Echinops grijsii Hance is a plant of genus Echinops (Compositae). The dried root is also called Yuzhou uniflower swisscentaury root, has the efficacies of clearing away heat and toxic material, eliminating carbuncle, promoting lactation, relaxing muscles and tendons, promoting blood circulation and the like, and is recorded in Chinese pharmacopoeia of 2010 edition. Has great development and application prospects in treating acute mastitis swelling and pain, carbuncle, cellulitis, dorsum, scrofula and sore toxin, galactostasis, and damp arthralgia and spasm.
To date, researchers at home and abroad have separated various structural compounds from the dry root of east China blue thorn, mainly including thiophene, phenylpropanoids, terpenes (monoterpene, sesquiterpene, diterpene, etc.), steroids, alkaloids, fatty acids, and the like. The thiophene and sesquiterpene compounds are various in types and rich in content.
By spiro compound is meant a polycyclic compound in which two single rings share a common carbon atom. Because of the rigid structure and stable structure, the chiral ligand has larger specific optical rotation, and has important application in the aspects of asymmetric catalysis, luminescent materials, pesticides, hospitals, polymer adhesives and the like. Therefore, the separation and extraction of the sesquiterpene dimer structure compound containing spiro ring from the east China blue spiny root medicinal material has important practical significance.
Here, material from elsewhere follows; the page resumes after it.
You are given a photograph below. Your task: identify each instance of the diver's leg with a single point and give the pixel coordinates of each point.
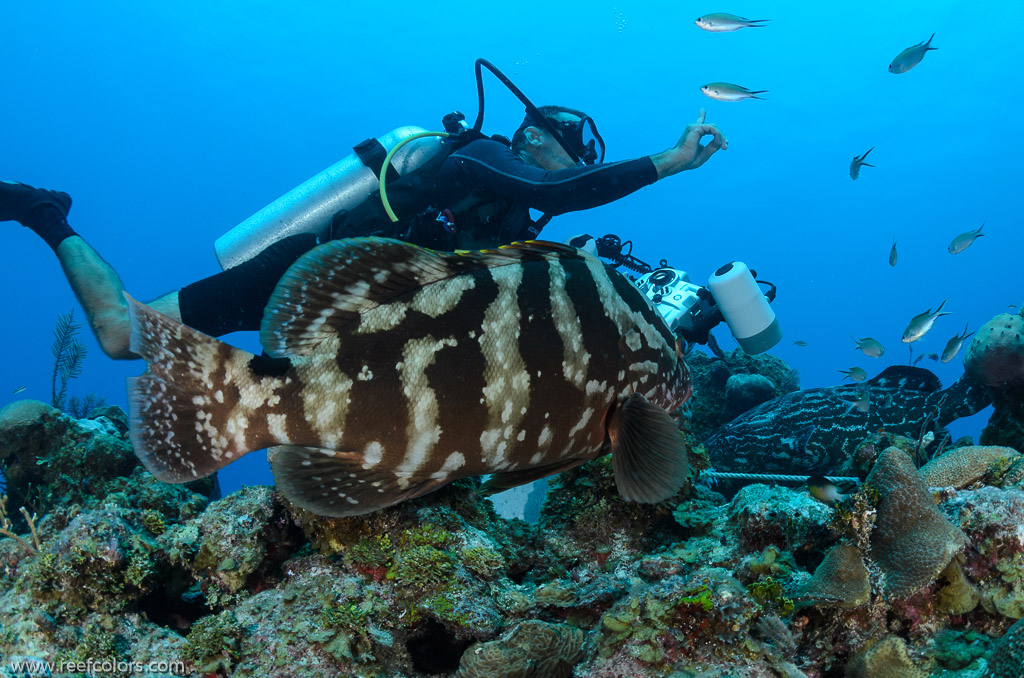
(94, 283)
(99, 290)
At present, no report related to the compound of the invention exists, and no report related to the application of the compound of the invention in medical and agricultural activities is found.
Disclosure of Invention
In view of the problems in the prior art, the invention provides a spiro sesquiterpene dimer compound, a preparation method and an application thereof. The compound with the structure has application values of medicines and pesticides, and a pharmaceutical composition containing the spiro sesquiterpene dimer compound provides more drug selection ways for resisting tumors, resisting inflammation, protecting liver, killing aphids and nematodes.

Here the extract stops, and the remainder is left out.